TadasBaltrusaitis / OpenFace

OpenFace – a state-of-the art tool intended for facial landmark detection, head pose estimation, facial action unit recognition, and eye-gaze estimation.
Other
6.71k stars 1.82k forks source link

Bug in gaze direction when looking down. #1031

Open Oscar-L-F opened 1 year ago

Oscar-L-F commented 1 year ago

I've been trying to use openface 2.2.0 for windows to study the gaze behaviour of subjects in front of a camera, but I've run into an error into the gaze_angle_y estimation that perturbs my results a lot.

When the subject is looking down, the estimation of the gaze_angle_y suddenly jumps all the way up. as can be seen in the following screenshot : Capture2

My goal is to detect when the subject is looking above the horizontal, so those errors interfere with my results in a significant way and I'm trying to find a way to either detect those errors and/or at least have an idea of how often I can expect those kind of errors.

I've been trying to use the AU45_c "blink" to detect those errors because I noticed that openface counts "looking down" as a blink, but during those errors the AU45_c is never 0. Therefore, I cannot use it this way, as it actually interprets the situation as the subject looking up with open eyes. I'm also currently trying to use the vertical head angle (pose_Rx) to detect the error by identifying when the gaze is extremely high up and the head very low, but it is very finnicky.

If this error is a known one and someone has found a way to circumvent it It would be great, but otherwise I'd appreciate a lot if you have some data on the gaze estimation error in different situations so I can at least mitigate my results using that. I've found in the openface paper that the absolute mean error on the gaze estimation is 9.96 degrees, but there isn't much explanation on what kind of error is being measured in what situations etc... I'd especially appreciate knowing a bit more about a comparison on the vertical error compared to the horizontal error, or values concerning the gaze error in the extremes.

Best regards,

Oscar

brmarkus commented 1 year ago

We see this a lot...... The trained model (and contained pre- and post-processing) heavily depends on the used camera and PointOfView (POV)., distance and position. The trained model is simply "biased" (e.g. estimations made on the landmarks, eyes, pupils, head-pose). If your camera/POF, distance or position differs (alot) then the model could estimate the angles slightly off. I'm wondering how robust the model is against you wearing that "hat". Looking at the landmarks like eyebrows, where the eyes are "estimated"

Oscar-L-F commented 1 year ago

We see this a lot...... The trained model (and contained pre- and post-processing) heavily depends on the used camera and PointOfView (POV)., distance and position. The trained model is simply "biased" (e.g. estimations made on the landmarks, eyes, pupils, head-pose). If your camera/POF, distance or position differs (alot) then the model could estimate the angles slightly off. I'm wondering how robust the model is against you wearing that "hat". Looking at the landmarks like eyebrows, where the eyes are "estimated"

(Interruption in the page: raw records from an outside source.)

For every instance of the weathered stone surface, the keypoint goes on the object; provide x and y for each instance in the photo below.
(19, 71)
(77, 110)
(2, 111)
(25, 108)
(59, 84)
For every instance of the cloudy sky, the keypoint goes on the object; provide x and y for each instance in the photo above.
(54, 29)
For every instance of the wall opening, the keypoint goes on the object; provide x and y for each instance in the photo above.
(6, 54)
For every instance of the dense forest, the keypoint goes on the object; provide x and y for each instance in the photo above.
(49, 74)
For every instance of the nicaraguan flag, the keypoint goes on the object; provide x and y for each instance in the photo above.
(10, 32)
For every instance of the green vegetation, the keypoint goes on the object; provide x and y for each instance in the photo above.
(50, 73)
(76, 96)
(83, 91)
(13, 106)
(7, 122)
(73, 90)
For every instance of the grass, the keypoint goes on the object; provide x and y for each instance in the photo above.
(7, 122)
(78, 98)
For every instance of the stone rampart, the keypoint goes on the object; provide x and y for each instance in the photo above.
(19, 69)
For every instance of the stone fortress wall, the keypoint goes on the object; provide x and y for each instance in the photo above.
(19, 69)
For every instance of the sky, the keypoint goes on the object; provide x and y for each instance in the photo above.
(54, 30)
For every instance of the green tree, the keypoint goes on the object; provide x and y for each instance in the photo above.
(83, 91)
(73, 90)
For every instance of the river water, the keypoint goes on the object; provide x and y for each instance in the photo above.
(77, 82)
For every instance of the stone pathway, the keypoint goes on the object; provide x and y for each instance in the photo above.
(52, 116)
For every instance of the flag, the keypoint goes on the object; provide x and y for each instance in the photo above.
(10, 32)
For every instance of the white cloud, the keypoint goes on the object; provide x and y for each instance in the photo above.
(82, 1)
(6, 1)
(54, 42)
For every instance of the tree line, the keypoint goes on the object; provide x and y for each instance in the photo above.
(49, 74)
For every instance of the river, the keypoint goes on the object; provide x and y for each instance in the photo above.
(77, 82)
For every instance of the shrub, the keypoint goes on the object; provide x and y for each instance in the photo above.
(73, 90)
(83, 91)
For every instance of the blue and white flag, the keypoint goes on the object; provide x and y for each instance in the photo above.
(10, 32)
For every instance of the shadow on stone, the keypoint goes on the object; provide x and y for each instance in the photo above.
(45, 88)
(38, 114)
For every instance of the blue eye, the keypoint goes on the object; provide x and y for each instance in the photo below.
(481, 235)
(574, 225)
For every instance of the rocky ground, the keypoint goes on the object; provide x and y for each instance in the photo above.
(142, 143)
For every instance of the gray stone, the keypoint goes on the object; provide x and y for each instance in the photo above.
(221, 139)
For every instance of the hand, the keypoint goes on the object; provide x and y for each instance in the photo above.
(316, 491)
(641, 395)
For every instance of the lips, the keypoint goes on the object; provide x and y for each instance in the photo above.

Is there some data that could help mitigate this ? Like knowing what would need to be changed in the setup to reduce this happening, or how likely this error is in different situations ?

Talking about feature detection, the "glasses" that are worn by the subject are sometimes interpreted as eyes, as seen below :

Capture

right now I'm mostly using the confidence interval to get rid of these errors, as very rarely this mistake happens with a high confidence interval, but I'd love it if you also have info for this matter to share.

brmarkus commented 1 year ago

Is there some data that could help mitigate this ? Like knowing what would need to be changed in the setup to reduce this happening, or how likely this error is in different situations ?

Talking about feature detection, the "glasses" that are worn by the subject are sometimes interpreted as eyes, as seen below :

Capture

right now I'm mostly using the confidence interval to get rid of these errors, as very rarely this mistake happens with a high confidence interval, but I'd love it if you also have info for this matter to share.

We retrained the models on our own (in the context of automotive driver-monitoring), with well known cameras (normal, black/white, infrared), positions and POVs, lightning-scenarios, being (mostly) agnostic to persons warning glasses, hair-styles, wearing masks, looking over shoulders, looking into mirrors - and many more scenarios.